Il rapporto fra economia reale e finanza è stato fra i grandi protagonisti della nona edizione del Salone del Risparmio, che si è chiuso con un intervento del ministero dello Sviluppo economico, Carlo Calenda, il quale ha rivolto un appello a «ritornare all’etica degli affari cercando di non imboccare sempre la strada più facile». La “sfida di una nuova globalizzazione“, a cui era dedicato l’evento, ha identificato una serie di trend su cui riflettere, in primo quello relativo alla dell’industria del risparmio e, di conseguenza, alle Fintech. Un dato emblematico, emerso da un report dell’istituto Demia realizzato per Assogestioni, che si è rivolto a un campione di 5mila risparmiatori europei di Italia, Germania, Inghilterra, Francia e Spagna: il 72% ritiene che l’uso delle tecnologie e delle piattaforme digitali nella gestione del proprio denaro sia un fenomeno destinato a crescere, con il 39% dei Millennials che comprerebbe volentieri prodotti finanziari sulle grandi piattaforme online (Facebook, Apple, Microsoft, Google e Amazon), e nel 56% dei casi ritiene sufficiente uno smartphone per la gestione dei propri risparmi.

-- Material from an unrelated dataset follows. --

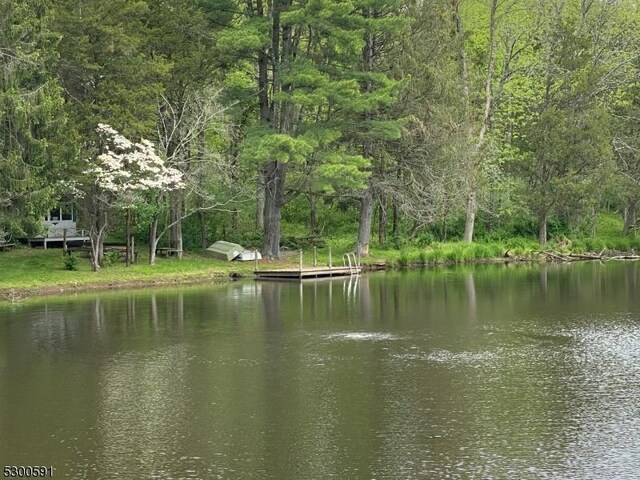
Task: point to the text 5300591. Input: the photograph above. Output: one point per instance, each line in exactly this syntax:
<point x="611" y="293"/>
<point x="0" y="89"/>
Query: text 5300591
<point x="13" y="471"/>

Sfide importanti in vista, anzi già in atto, dunque, a cui il mercato risponde con prodotti innovativi che sono pensati, anche nell’ottica della nuova globalizzazione, per andare incontro alle imprese e ai piccoli risparmiatori.

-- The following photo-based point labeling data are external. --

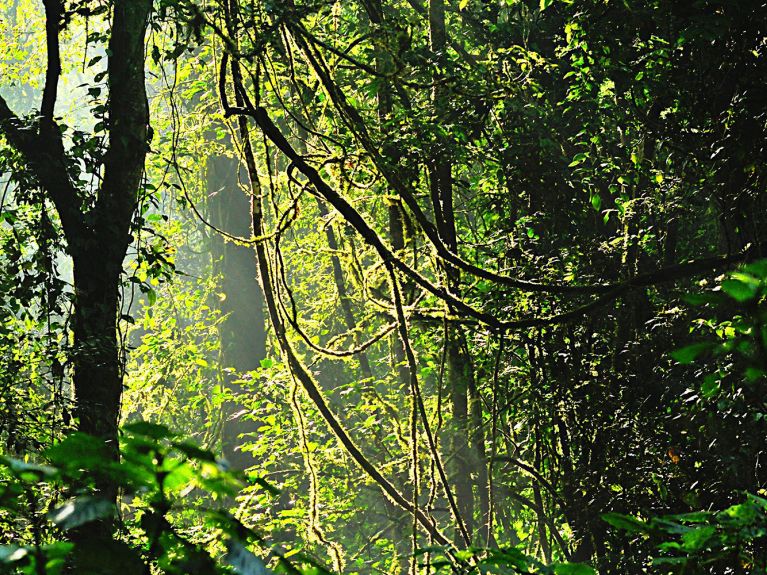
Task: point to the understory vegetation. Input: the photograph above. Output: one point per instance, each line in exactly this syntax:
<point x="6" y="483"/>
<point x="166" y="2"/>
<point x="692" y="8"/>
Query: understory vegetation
<point x="383" y="286"/>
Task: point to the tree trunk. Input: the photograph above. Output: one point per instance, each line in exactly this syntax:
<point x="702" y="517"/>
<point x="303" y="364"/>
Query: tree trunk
<point x="243" y="330"/>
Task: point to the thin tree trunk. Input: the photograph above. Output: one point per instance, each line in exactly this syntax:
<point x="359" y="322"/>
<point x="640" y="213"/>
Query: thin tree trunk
<point x="458" y="362"/>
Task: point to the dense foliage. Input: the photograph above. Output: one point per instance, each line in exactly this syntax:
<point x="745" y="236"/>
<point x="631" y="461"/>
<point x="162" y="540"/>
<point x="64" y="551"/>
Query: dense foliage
<point x="419" y="287"/>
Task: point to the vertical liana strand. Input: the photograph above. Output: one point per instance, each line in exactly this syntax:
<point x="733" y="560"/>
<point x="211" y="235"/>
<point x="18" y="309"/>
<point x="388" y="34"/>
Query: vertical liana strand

In primis, i PIR, piani individuali di risparmio, introdotti dalla manovra finanziaria 2017 e che registrano un notevole successo di mercato. Si tratta, lo ricordiamo molto brevemente, di strumenti che per legge devono investire una parte delle somme nelle piccole e medie imprese. Assogestioni ha presentato i dati relativi al primo anno di applicazione: 11 miliardi di euro raccolti, che significa l’11% della raccolta netta dell’intera industria italiana del risparmio gestito, 800mila risparmiatori, di cui 500mila che si affidano per la prima volta ai fondi comuni.

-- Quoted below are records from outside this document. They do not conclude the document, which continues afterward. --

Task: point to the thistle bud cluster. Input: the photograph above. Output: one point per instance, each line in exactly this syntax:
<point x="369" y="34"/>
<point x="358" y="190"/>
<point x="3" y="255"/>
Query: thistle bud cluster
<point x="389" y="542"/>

L’impatto sui mercati azionari: «il peso delle partecipazioni dei PIR sul flottante Mid Cap – ha illustrato Alessandro Rota, direttore Ufficio Studi Assogestioni – è dell’8%, per il segmento Small Cap del 6% e per l’AIM Italia del 10%». Soddisfatto Matteo Zanetti, Confindustria e Aim Italia: «continuiamo a lavorare affinché le grandi risorse raccolte dai PIR arrivino all’intero sistema industriale, anche alle imprese non quotate, perché si possa colmare il divario fra mercati dei capitali ed economia reale». Secondo Fabio Galli, direttore generale Assogestioni, «i Pir sono un’idea che potrà trovare fortuna anche all’interno dei futuri piani pensionistici europei, i PEPP».
E siamo al secondo strumento finanziario al centro dei dibattito, i PEPP ovvero i Pan-European Personal Pension, nuovi prodotti previdenziali sui quali nel 2017 la Commissione UE ha approvato lo schema di regolamento, e che si preparano ad arrivare sul mercato. Si tratta di piani pensionistici individuali, con regole armonizzate a livello europeo, che vanno quindi incontro alle esigenze, sempre più frequenti, di chi ha una vita professionale in diversi paesi europei. In parole molto semplici, si tratta di piani pensionistici che hanno le stesse regole (anche fiscali, par di capire) in tutti i paesi che li adottano. Secondo Galli, sono destinati a essere «la colonna portante di un sistema previdenziale integrato in Europa», contribuendo fra l’altro a raggiungere l’obiettivo di avvicinare ulteriormente il mondo del risparmio all’economia reale.
Infine, i numeri dell’edizione 2018: oltre 15mila partecipanti (contro i 13mila dell’anno scorso), oltre 150 marchi presenti (l’industria del risparmio gestito al gran completo), un nutrito calendario di conferenze e worskshop che hanno visto alternarsi sul palco 260 relatori, nazionali e internazionali.